Ep. 16 - Building Impact Literacy To Boost Your Business

Graphics - Episode Art - BBV 16 - Banner


Impact Literacy is openness to discovering your intended and unintended impacts on others – both positive and negative – and dedication to upleveling the alignment between your good intentions and your words and actions, so your impacts more fully match your intentions.

Impact Illiteracy is a hugely under-appreciated source of conflict, bad feelings, culture deterioration, and productivity deficits in companies. Most personnel don't come to your business with well-developed Impact Literacy skills. So it's up to you to help them develop those.

This episode points you in the right direction.

---

Watch the episode here


Listen to the podcast here

Building Impact Literacy To Boost Your Business

Supercharging Personnel Engagement & Collaboration By Cracking The Learned Helplessness Spell

In this episode, we're going to delve into a hugely underappreciated source of conflict, bad feelings, culture deterioration and productivity deficits in companies that is best-called impact literacy or in this case, impact illiteracy.

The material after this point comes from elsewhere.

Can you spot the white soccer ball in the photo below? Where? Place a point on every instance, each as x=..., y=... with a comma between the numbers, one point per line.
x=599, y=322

It’s great to see you again. I'm excited about this topic because it's one that you don't hear people talking a lot about. Let's start by answering the obvious question, which is, what is impact literacy? For me, it comes down to start by recognizing that no matter where you fit in an organization or a social group, your actions have an impact. Also, understanding how that capacity to have an impact by being and an even greater impact when you start doing can inform and enlighten your decision-making process is what we're talking about here. I know you've got more to add to this, Doctor.

I'm going to add to it by providing a contrast between what you've described as impact literacy and what impact literacy isn't. It’s the opposite of what you call impact illiteracy and there are two versions of that. One is in psychology called learned helplessness and the other is a form of tyranny. It's an end that justifies the means of tyranny. Let me describe each of those.

Learned helplessness is programming that a shocking percentage of people have been indoctrinated into that teaches them that nothing they do makes a difference and nothing they can do makes a difference. What that means is two-pronged. First of all, nothing positive I do has a positive impact and nothing negative I do has a negative impact. When somebody is carrying that programming that says nothing they do makes a difference, that form of impact illiteracy is technically in psychology called learned helplessness.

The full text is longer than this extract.